We focused on the space-time variability of energetic ion intensity-time profiles by exploiting a three-spacecraft configuration with separations that no single mission can resolve. Our target was a strong IP shock observed near Earth by Wind and ACE and at 0.8 AU by the well radially aligned Solar Orbiter. This event constitutes an important dataset of Solar Cycle 25 and was the target of other studies with different foci (Trotta et al. 2023b; Yang et al. 2023; Chiappetta et al. 2023; Hietala et al. 2024).

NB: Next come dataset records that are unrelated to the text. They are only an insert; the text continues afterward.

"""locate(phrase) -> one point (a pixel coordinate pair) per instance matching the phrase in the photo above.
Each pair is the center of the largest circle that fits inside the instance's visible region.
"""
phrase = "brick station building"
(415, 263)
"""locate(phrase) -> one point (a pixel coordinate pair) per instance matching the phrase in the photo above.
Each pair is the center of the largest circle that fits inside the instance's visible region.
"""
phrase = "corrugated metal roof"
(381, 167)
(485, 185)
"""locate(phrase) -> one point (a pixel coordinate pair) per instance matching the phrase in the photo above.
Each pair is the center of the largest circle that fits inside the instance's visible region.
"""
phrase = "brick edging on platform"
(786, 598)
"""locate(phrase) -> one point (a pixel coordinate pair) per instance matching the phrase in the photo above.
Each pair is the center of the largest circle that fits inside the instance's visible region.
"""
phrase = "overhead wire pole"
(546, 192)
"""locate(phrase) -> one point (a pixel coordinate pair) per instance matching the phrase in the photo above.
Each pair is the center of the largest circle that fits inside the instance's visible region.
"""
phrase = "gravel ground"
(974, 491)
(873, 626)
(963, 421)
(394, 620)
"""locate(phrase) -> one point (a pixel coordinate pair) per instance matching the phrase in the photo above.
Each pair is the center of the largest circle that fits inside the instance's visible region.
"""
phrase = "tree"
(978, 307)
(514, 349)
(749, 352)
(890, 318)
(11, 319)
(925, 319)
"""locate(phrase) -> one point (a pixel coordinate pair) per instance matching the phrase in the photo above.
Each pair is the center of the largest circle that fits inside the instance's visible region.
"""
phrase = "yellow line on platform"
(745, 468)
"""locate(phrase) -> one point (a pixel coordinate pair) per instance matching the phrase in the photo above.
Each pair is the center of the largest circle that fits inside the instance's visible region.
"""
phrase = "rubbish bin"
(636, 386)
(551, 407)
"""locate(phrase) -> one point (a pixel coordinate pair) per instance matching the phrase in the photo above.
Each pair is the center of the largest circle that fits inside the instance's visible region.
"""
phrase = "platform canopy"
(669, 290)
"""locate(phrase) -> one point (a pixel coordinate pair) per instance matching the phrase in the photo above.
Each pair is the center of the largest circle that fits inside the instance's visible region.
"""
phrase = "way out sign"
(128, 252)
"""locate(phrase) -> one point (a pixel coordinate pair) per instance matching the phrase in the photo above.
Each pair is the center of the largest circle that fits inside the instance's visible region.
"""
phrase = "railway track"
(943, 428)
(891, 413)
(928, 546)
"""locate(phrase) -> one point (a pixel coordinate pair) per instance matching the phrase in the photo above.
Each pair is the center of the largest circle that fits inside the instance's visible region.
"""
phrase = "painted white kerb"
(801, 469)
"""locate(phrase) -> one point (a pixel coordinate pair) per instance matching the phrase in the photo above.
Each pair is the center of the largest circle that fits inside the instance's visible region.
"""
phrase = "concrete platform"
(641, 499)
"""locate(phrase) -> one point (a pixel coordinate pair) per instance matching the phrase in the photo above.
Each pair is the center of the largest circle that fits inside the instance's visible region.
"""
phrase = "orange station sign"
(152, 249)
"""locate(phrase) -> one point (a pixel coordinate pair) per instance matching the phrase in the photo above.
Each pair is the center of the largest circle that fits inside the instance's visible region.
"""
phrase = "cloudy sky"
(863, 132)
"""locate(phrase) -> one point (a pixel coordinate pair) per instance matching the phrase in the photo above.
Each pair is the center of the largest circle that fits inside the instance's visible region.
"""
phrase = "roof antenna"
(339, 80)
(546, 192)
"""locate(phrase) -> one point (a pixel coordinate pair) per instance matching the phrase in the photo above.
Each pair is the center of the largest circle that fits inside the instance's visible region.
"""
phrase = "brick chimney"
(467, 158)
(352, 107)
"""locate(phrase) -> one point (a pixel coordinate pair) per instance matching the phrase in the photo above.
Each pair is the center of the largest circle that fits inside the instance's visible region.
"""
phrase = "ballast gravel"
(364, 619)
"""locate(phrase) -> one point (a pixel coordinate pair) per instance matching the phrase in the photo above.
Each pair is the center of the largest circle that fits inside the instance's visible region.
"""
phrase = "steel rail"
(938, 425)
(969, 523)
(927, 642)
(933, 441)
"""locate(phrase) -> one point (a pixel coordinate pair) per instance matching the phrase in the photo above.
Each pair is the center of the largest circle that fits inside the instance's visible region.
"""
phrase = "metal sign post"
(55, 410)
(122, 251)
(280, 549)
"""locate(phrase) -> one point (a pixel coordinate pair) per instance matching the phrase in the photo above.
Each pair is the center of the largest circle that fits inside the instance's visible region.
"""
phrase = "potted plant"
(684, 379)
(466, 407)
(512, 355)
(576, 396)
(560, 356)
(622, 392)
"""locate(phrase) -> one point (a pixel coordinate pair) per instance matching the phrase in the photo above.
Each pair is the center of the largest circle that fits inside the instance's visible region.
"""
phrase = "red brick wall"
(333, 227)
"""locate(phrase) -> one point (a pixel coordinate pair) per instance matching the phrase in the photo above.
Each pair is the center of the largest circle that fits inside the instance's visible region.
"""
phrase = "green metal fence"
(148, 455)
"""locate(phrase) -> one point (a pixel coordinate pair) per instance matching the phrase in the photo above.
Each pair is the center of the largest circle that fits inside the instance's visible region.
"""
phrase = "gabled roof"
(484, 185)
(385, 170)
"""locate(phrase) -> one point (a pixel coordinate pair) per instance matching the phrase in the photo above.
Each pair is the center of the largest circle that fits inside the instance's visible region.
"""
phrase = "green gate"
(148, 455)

We focused on the 0.01−5 MeV energy range and found that particles with a different energy have different dynamics upon their interaction with the shock. At energies ⪅0.5 MeV, the energetic particles exhibited an ESP-like response that was compatible with diffusive acceleration at the shock front, while higher energies tended to exhibit a spike-like profile. A crucial feature of this observations is that the largest rise in energetic particle fluxes occurred at the same time as the shock crossed Solar Orbiter, and downstream with a delay of about 30 minutes for the near-Earth spacecraft. We suggest that this is due to an evolutionary effect of the IP shock that is unable to efficiently accelerate particles to the highest energies as it propagate from 0.8 to 1 AU. This scenario is compatible with previous studies that combined in situ observations and numerical modeling and performed statistical studies of the radial dependence of the particles (Lario et al. 1998, 2006), which we now tested for the same shock.

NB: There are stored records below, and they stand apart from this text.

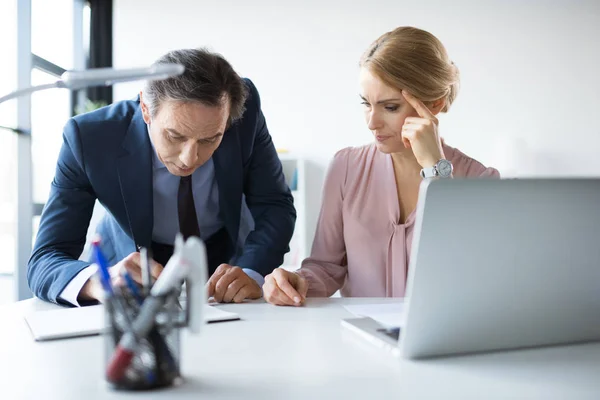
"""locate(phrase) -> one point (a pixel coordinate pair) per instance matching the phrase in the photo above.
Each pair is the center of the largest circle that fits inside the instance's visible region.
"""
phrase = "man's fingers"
(155, 269)
(223, 283)
(233, 289)
(210, 285)
(418, 105)
(286, 287)
(242, 294)
(301, 286)
(273, 294)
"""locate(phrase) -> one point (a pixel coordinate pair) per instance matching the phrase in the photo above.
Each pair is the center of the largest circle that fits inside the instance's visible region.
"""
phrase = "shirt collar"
(156, 163)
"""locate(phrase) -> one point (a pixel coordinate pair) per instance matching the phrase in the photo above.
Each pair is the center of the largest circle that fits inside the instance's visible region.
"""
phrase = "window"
(50, 110)
(54, 34)
(8, 146)
(52, 31)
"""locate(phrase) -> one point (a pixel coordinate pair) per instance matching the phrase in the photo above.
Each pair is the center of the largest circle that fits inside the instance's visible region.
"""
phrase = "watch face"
(444, 168)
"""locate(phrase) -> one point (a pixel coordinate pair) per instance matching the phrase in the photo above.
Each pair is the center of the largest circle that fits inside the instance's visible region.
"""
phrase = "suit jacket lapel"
(135, 179)
(228, 172)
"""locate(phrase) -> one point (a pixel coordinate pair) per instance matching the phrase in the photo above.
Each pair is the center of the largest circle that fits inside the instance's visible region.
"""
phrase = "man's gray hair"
(208, 79)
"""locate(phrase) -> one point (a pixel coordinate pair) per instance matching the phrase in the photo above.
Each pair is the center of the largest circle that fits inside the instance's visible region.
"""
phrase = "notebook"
(85, 321)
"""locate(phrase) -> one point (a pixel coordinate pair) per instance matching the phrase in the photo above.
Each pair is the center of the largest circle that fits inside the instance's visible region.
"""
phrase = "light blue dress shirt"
(206, 200)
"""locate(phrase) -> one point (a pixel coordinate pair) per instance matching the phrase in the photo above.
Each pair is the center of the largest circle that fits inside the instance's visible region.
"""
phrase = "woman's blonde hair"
(413, 59)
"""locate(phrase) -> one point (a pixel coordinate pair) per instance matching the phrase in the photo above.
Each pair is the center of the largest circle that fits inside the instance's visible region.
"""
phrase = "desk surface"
(289, 353)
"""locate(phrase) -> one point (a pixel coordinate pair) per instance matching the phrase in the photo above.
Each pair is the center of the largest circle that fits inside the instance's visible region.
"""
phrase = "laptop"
(498, 265)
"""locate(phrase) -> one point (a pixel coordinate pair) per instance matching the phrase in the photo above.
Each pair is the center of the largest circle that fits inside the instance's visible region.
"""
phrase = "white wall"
(530, 72)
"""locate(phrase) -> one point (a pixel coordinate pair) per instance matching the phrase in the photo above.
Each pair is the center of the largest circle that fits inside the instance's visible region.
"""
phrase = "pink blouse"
(360, 247)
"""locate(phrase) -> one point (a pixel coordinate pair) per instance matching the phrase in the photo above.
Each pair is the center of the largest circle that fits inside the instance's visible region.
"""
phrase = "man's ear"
(437, 105)
(145, 111)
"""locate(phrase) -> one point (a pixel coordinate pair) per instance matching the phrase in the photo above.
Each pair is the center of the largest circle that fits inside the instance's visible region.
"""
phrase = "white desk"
(291, 353)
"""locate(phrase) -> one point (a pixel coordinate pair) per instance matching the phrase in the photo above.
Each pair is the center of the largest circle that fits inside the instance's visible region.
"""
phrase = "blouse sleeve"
(326, 268)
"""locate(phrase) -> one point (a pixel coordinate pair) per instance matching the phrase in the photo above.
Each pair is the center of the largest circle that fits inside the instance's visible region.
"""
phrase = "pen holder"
(156, 357)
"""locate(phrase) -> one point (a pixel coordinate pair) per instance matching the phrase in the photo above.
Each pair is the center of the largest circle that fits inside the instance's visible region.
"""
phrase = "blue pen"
(106, 283)
(102, 267)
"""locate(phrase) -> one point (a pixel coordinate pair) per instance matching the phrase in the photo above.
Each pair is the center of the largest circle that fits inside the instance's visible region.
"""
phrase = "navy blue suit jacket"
(107, 155)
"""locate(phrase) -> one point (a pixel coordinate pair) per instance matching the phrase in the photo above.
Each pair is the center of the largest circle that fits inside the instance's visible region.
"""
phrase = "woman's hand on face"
(421, 133)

The direct comparison of the same event enabled us to characterize the role of the magnetic fluctuation environment in shaping energetic particle responses, which is an important ingredient to discuss for these observations. At all spacecraft, the upstream magnetic environment was found to be a combination of preexisting and shock-induced fluctuations. These fluctuations are the scattering sources for particles that participate in the process of acceleration to high energies. Thus, it is important to note that low-energy particles are more effectively confined in the shock surroundings for longer times than the high-energy particles, which help us understand the observations that low-energy particle fluxes have their largest jump at the shock location in all crossings. From this point of view, we note that energetic particles at Solar Orbiter interact with both a younger shock and with a higher level of fluctuations due to the evolved solar wind, which may explain why particles with high energies peak at the shock at Solar Orbiter and downstream in the other observations. We showed that the cross-correlation of energetic particle intensity-time profiles is a powerful diagnostic to quantitatively address the behavior discussed above (see Figures 5 and 6).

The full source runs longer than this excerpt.